The Gipsy Snake Dance
Rajasthani Gypsy Dance, is in reality based on the traditional folk dance of the women of the Kalbeliyas, a non-pastoral nomadic group from the North Indian state of Rajasthan. Nowadays Kalbeliya women are giving performances all over the world. Their performances are rapidly changing the fate of their community, still despised as "outcastes" in India and are also significantly influencing the art form itself. Paradoxical to the current openness with which these women nowadays exhibit their skills, until a few decades ago Kalbeliya women only danced at specific occasions and events exclusively for members of their own community.
Performing for "outsiders" was strictly forbidden to protect the honor of the women from men outside the community. This recent change of mentality in the traditionally very closed community is popularly ascribed to the efforts of Gulabi Sapera, reportedly the first Kalbeliya woman to perform before audiences outside her own community and nowadays the representative face of the art form. Nevertheless, more far reaching reasons appear to have reinforced the disclosure of this art form. Prior to these recent developments, the Kalbeliyas were commonly known as snake charmers and priests of the snake god, therefore they are also often called Saperā (Hindi for "snake charmer"). Following the prohibition on catching snakes for commercial gain, imposed by the Indian government since 1972, the Kalbeliyas' livelihood became severly threatened.

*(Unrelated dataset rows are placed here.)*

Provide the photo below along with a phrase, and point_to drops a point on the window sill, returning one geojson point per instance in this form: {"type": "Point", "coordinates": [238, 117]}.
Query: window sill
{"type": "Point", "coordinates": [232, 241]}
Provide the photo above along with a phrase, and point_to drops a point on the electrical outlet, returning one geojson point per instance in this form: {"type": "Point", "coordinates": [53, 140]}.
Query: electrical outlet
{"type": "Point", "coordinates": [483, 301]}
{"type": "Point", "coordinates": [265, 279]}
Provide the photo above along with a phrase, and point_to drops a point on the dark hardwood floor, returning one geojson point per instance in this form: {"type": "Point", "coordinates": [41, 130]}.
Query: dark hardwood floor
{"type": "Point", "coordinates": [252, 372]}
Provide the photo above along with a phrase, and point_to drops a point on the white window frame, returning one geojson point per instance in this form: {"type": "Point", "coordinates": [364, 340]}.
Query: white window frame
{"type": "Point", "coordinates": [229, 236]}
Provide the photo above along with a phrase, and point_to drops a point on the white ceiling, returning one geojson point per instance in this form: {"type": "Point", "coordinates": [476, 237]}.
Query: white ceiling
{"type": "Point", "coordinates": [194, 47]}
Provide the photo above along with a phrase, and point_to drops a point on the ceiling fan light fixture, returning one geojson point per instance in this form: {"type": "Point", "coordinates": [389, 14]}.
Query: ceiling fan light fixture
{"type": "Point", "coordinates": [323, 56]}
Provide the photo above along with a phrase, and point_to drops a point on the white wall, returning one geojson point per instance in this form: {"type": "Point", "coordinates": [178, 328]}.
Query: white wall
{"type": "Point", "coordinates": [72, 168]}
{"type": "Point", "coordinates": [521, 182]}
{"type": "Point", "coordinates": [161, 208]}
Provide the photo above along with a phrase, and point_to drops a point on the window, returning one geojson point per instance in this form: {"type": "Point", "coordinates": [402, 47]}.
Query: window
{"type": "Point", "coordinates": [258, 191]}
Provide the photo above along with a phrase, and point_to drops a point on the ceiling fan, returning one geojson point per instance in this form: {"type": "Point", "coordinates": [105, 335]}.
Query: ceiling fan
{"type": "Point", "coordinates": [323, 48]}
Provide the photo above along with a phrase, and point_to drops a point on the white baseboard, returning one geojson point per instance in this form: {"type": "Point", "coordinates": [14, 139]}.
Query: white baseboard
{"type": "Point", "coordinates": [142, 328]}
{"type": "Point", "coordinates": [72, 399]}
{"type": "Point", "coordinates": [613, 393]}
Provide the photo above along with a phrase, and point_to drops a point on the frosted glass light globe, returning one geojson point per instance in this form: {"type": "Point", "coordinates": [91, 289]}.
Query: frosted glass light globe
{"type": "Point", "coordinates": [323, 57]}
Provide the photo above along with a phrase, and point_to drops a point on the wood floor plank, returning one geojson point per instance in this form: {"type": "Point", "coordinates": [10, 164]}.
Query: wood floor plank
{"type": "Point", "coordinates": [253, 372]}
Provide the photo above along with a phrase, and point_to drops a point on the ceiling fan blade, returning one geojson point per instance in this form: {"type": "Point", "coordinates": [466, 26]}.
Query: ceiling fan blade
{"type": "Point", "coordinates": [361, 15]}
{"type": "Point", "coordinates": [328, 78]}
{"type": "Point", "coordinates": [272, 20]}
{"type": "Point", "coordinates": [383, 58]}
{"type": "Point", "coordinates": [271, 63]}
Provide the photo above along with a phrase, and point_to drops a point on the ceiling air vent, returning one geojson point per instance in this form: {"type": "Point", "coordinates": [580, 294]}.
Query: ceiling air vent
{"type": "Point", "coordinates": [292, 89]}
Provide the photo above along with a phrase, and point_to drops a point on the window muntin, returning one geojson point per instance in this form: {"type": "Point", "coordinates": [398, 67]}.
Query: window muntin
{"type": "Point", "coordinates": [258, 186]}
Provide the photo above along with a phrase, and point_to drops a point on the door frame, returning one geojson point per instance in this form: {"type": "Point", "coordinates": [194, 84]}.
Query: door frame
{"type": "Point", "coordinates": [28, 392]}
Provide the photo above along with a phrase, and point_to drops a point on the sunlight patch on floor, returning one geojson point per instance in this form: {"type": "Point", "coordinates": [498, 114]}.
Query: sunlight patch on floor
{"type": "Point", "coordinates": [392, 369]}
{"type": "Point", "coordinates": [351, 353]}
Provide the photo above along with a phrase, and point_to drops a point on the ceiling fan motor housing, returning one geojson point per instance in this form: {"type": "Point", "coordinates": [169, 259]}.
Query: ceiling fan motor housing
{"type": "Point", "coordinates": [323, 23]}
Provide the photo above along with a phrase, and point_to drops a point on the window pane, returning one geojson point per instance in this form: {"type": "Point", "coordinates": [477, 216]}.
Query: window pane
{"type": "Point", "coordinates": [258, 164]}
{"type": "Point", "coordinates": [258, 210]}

Recognizing the profits generated by their women's performances, the community elders were forced to accept Gulabi's practice for economic reasons, and the practice quickly spread among the entire community. Moreover, since roughly two decades the state of Rajasthan has been successfully portraying itself as "India's heritage state" and emerging as a top tourist destination.Rajasthani Gypsy Dance, performed by Kalbeliya women, has become a highly appreciated part of this heritage. Through such encounters numerous culturally engaged Westerners are taking initiatives to involve Kalbeliyas in Western projects. Alongside the renewed (and perhaps ever-present) Western interest in the romantic concept of the “gypsy artist” this created a popular conception of the Kalbeliyas as ancestors of the European gypsies. Its status as a dance, until recently "hidden from the world", undoubtedly only enhances its attractiveness in the eyes of the West. The very recent recognition of Kalbeliya dance as "World Intangible Heritage" by the UNESCO in November 2010, may even further transform it, as the primary motivations for inscription appears not to be the preservation of the art form, but the emancipation of Kalbeliya community.